The beauty of creation is a confession and invites contemplation of beauty in its source. That beauty that is the beauty of God never dwells on itself, never is the source of mere sensual pleasure, but always points to the source of real beauty who is God himself.

This dual nature of beauty must be always understood by Catholics who describe themselves as traditional, immersed in the sacred tradition of the Church.  The traditional Catholic must always be on guard against confusing the beauty of material things with the beauty of God.

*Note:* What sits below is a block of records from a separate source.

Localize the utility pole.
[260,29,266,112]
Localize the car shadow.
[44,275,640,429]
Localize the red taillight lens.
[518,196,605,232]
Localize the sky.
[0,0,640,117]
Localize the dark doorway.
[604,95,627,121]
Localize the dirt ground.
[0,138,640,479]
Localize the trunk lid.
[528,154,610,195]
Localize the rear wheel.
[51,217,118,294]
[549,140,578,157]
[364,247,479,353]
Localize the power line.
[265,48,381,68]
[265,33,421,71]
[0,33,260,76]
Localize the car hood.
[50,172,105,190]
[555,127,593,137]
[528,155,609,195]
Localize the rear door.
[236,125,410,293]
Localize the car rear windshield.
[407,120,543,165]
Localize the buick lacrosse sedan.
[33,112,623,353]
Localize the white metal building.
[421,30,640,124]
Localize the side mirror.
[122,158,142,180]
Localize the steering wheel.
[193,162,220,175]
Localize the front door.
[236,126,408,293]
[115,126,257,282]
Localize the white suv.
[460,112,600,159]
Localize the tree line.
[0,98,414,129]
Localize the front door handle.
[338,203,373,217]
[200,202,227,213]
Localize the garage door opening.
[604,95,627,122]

Sumptuous interiors of churches, lovely vestments, achingly beautiful music, even in the context of the Holy Mass, can be temptations to substitute the austere beauty of God with merely aesthetic delights.  One of the terrible temptations for the traditional Catholic is aestheticism:  the delight in the beauty of the Tradition of Catholicism, its art, its music, its liturgical forms, that becomes an end in itself and never looks beyond to whom all of this points.  It is no secret that many young seminarians, when exposed to the beauty of the Traditional Mass, are deeply moved by its beauty.  And rightly so.  But if the result of this is an obsession with chalices and vestments and beautiful religious objects d’art, then this encounter with beauty is a dead end and does not lead to the austere beauty of God. It is precisely this aestheticism that clothes itself in religiosity that destroyed the Anglo-Catholic movement within Anglicism.  What began as a spiritual movement to bring Anglicanism back to its Catholic roots decayed into religious foppery.  And the same will be true for young Catholic priests who are bogged down by material beauty and therefore will never encounter the beauty of the sine function that is close to the beauty of God.

But this is also true in a parish like St. Mary’s.  We are blessed especially at this Mass by the intrinsic beauty of the Traditional Mass manifested by the meticulous attention to details by everyone who participates in the Mass in whatever function or role.  Not least of all is our schola, who sings some of the greatest music ever written not only for the Mass but great per se in an objective sense.  And yet even here can the ugly head of aestheticism rise. I remember when I was studying in Oxford going to the Solemn Eucharist in Christ Church Cathedral that was so beautifully carried out.  The music was superb, men and boys singing deep and difficult settings of the Mass.  And some people would come to the Eucharist with their scores of the Mass setting, following the singing of the parts of the Mass, and nudge each other at aesthetic high points in the singing of the Mass.  Like a night at the opera.  Deadly.  Beauty that fails to point to the author of all beauty because of an obsession with the beauty of music per se with no grounding in the simple beauty of God.  

One of the insightful and true statements of the Second Vatican Council in Sacrosanctum Concilium is the following:

The Church acknowledges Gregorian chant as specially suited to the Roman liturgy: therefore, other things being equal, it should be given pride of place in liturgical services. But other kinds of sacred music, especially polyphony, are by no means excluded from liturgical celebrations, so long as they accord with the spirit of the liturgical action.

It is chant in the deepest sense that is the music of the Roman rite.  As much as we love polyphony that is sung almost every Sunday at this Mass, the origins and roots of polyphony are in that austere beauty of chant that like the severe façade of the Gesù, like the earlier tower at Chartres, like the early iconic art of the Church, point in the deepest way to the beauty that is ever ancient and ever new, and that is that beauty that points to the God who has and who is and who will save the world.  

George Herbert’s poem “Sacred Music”, written when church music in England was being attacked by the Puritans:


SWEETEST of sweets, I thank you: when displeasure   Did through my body wound my mind, You took me thence, and in your house of pleasure   A dainty lodging me assign’d.   Now I in you without a body move,      
  Rising and falling with your wings: We both together sweetly live and love,   Yet say sometimes, God help poor Kings.   Comfort, I’ll die; for if you post from me,   Sure I shall do so, and much more:      
But if I travel in your company,   You know the way to heaven’s door.